Ein Sammelband zur Theorie der Repräsentation des Körpers

Von Rolf LöchelRSS-Newsfeed neuer Artikel von Rolf Löchel

Besprochene Bücher / Literaturhinweise

"Roboter, Bomben und Mutanten", so hieß vor einigen Jahrzehnten ein Bändchen aus einer dem heldenhaften "Erben des Universums" gewidmeten Heftreihe. Mag der seinerzeit wahrscheinlich reißerisch klingende Titel einen Kaufanreiz dargestellt haben, so wirkt er in Zeiten von Cyborgs, NetzgängerInnen, und Überlegungen zu Mensch/Maschinen-Hybriden oder der gentechnischen Reproduktion und Manipulation des Menschen reichlich hausbacken und abgestanden. Die Science Fiction hat sich seit geraumer Zeit - zumindest da, wo sie innovativ ist - zum Cyberpunk entwickelt, der sich mit eben diesen Themen literarisch befasst. So schon William Gibsons "Neuromancer" (1984), ein im Cyberspace spielender Italowestern und gleichzeitig der Gründungsmythos des Genres, und mehr noch das ungleich vielschichtigere Epos "He, She and It" (1991) der feministischen Autorin Marge Piercy, die ebenso wie zahlreiche ihrer Kolleginnen Donna Haraways "Manifesto for Cyborgs" (1985), einem hybriden, zwischen Theorie und Literatur angesiedelten Text, wichtige Anregungen verdankt.

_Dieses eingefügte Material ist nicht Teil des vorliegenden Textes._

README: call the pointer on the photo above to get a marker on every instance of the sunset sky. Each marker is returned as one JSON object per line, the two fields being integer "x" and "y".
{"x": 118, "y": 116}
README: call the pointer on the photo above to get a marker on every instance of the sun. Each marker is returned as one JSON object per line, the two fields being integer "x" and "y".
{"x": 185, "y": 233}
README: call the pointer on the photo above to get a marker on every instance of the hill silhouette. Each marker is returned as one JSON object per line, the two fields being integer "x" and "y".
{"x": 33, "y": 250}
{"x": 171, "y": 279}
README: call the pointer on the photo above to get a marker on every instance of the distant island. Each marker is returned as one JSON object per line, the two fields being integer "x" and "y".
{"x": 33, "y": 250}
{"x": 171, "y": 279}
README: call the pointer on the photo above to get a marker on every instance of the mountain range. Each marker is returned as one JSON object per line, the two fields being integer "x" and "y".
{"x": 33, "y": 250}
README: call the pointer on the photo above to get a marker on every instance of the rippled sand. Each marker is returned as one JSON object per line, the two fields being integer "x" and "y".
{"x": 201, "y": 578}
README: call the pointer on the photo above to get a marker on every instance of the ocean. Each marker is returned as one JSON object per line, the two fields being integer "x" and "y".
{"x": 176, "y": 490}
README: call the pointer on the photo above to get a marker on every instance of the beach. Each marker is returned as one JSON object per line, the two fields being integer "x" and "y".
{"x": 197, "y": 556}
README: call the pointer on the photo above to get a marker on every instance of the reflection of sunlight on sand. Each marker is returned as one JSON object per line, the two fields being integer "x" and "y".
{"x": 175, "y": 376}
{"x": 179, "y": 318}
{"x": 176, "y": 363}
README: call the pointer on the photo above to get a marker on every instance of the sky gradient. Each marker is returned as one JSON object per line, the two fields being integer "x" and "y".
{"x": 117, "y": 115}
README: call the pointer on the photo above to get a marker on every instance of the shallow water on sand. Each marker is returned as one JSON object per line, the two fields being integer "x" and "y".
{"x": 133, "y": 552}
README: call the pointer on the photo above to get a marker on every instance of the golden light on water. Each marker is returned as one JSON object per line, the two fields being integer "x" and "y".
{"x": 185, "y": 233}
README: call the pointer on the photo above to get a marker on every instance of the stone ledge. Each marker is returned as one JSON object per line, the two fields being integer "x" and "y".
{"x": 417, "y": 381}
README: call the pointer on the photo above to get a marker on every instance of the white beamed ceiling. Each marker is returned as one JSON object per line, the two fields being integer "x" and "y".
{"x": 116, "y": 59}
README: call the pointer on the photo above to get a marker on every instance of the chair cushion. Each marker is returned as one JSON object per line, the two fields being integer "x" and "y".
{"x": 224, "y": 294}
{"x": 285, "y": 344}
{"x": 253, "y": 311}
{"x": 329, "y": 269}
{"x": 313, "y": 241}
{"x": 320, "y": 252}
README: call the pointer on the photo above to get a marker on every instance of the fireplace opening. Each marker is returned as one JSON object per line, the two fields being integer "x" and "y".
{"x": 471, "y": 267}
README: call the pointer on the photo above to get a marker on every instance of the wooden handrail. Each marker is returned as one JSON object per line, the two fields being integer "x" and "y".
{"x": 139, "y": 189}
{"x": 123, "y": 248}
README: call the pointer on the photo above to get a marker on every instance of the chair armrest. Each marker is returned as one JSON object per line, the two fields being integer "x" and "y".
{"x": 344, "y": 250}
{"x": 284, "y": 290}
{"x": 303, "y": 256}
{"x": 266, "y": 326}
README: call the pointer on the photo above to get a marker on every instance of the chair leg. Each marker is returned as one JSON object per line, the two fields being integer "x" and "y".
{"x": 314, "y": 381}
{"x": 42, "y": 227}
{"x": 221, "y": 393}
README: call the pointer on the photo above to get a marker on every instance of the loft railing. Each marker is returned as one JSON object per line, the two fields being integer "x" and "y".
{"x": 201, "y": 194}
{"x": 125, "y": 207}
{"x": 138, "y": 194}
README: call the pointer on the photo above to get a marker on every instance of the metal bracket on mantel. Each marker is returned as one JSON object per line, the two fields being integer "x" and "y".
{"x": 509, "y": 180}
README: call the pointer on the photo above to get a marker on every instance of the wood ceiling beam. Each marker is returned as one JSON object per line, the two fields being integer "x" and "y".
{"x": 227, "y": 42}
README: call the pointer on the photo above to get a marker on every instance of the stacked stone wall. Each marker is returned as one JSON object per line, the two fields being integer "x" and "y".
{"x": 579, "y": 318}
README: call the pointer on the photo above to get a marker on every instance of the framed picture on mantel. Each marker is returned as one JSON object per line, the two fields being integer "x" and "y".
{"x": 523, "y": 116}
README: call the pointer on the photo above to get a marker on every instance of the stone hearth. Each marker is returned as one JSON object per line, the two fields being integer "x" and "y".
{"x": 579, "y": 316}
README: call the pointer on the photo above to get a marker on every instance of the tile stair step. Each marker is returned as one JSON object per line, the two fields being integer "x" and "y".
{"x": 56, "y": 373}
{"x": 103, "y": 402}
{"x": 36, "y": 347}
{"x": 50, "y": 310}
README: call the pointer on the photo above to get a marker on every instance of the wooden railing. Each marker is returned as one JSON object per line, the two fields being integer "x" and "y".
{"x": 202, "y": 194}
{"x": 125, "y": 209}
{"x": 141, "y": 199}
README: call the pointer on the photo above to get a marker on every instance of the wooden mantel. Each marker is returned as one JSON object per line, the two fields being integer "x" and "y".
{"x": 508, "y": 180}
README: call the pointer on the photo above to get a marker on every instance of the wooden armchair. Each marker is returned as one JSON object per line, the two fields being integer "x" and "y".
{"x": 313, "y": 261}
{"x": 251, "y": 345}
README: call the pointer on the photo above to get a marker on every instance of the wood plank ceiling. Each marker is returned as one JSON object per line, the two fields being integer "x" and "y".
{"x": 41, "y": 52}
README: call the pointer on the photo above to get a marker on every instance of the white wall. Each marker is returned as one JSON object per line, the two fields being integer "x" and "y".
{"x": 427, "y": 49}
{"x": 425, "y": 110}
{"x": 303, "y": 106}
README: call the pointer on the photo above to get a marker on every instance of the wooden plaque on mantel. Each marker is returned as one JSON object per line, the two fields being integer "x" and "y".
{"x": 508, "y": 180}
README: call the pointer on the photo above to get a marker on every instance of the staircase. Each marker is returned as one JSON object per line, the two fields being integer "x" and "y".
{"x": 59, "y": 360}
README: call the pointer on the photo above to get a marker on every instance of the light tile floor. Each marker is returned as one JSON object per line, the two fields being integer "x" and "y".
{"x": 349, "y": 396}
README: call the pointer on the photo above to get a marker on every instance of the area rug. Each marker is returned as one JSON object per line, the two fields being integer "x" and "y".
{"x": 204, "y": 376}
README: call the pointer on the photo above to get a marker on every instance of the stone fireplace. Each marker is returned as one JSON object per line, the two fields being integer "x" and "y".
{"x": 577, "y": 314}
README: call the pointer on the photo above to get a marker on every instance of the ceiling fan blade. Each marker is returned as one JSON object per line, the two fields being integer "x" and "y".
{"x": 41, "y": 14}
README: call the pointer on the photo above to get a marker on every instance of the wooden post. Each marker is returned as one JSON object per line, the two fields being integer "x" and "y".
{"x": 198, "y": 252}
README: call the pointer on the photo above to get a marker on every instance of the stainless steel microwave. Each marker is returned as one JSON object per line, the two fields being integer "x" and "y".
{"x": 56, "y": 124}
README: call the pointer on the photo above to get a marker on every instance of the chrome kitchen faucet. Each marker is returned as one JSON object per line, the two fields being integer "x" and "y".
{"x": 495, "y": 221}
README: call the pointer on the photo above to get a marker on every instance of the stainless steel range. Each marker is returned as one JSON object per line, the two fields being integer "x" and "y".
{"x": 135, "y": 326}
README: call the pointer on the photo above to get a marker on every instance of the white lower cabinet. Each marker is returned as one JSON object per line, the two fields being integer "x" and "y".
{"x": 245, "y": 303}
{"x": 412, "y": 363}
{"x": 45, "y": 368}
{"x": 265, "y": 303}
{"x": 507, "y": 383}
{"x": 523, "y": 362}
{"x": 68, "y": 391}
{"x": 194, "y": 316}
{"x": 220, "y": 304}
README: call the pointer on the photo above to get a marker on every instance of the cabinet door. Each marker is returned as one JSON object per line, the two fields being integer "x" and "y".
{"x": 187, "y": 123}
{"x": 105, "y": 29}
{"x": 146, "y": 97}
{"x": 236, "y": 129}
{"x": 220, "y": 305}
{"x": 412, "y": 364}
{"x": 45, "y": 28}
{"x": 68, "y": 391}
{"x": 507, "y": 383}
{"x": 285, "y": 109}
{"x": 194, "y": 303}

Die wechselseitige Befruchtung feministischer Cyberpunk-Autorinnen und feministischer Netz- und Körpertheoretikerinnen wurde jüngst einmal mehr durch den von Mary Flanagan und Austin Booth herausgegebenen Sammelband "reload. rethinking women + cyberculture" (2002) eindrucksvoll belegt. Netz- und Körpertheoretikerinnen waren selbstverständlich im Jahre 2000 auch auf der Internationalen Frauenuniversität (ifu) in Hannover vertreten, die nun in Zusammenarbeit mit dem Zentrum für Feministische Studien (ZFS) an der Universität Bremen einen Sammelband zu "Körper und Repräsentation" publiziert hat, der sich allerdings weniger mit der Frage der Repräsentation von Körpern im Netz befasst, sondern in drei der vier Rubriken den Gestaltungspotentialen von Sexualität, Körpersprache und Körperzeichen sowie dem Verhältnis von Körper und Nation Rechnung trägt. Die Beiträge zur vierten Rubrik, "Der Körper und die (neuen) Medien", in der man Überlegungen zur Körperkultur im Internet hätte erwartet können, interessieren sich mehr für "dissidente Körper" in der "kinematographische[n] und bildkünstlerische[n] Praxis". So untersucht Ulrike Breger etwa, wie die Geschlechterrollen "zwischen Menschen, Monstren und Maschinen" in der Quadriga der Alien-Filme verteilt sind.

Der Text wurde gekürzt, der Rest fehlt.